La rétrogradation peut constituer une alternative au licenciement. Elle intervient une fois que l'employeur a essayé de prendre différentes mesures et que les motifs de la sanction sont justifiés.
Au regard de la sanction que l'employeur veut utiliser, il doit s'assurer qu'elle est proportionnelle à la gravité de la faute commise par le salarié et licite (1).

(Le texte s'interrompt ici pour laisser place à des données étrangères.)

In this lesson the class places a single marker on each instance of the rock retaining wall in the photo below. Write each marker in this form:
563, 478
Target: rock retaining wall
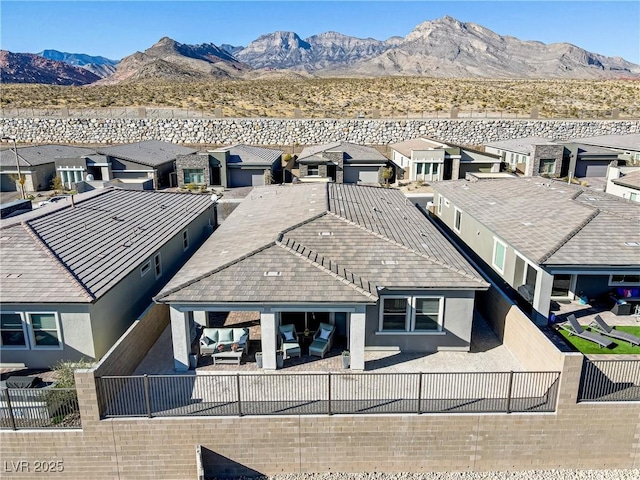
265, 131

Ainsi, un salarié peut faire l'objet d'une :
- rétrogradation pour insuffisance professionnelle : si le salarié demeure un bon élément pour l'entreprise, un changement de poste peut être fait (rétrogradation ou mutation). Cette mesure n'a pas de caractère disciplinaire (2) ;
- rétrogradation disciplinaire : très délicate, cette mesure nécessite l'accord du fautif car elle ne doit pas s'apparenter à une sanction pécuniaire à un manquement disciplinaire. Ce type de rétrogradation doit être assortie d'une diminution des responsabilités et/ou de la charge de travail (3) ;
- rétrogradation administrative ou économique : en cas de réorganisation de l'entreprise suite à des difficultés économiques. Dans ce cas, soit le salarié refuse le nouveau poste proposé (par ce qu'il est moins bien rémunéré ou moins important) et négocie une indemnité de départ, soit il accepte cette réaffectation et reste dans les effectifs de l'entreprise.
⚠ La rétrogradation "cachée" est une rétrogradation sans baisse de salaire, dans laquelle le salarié voit ses responsabilités retirées au fur et à mesure. Cela peut dans certains cas être assimilé à du harcèlement moral.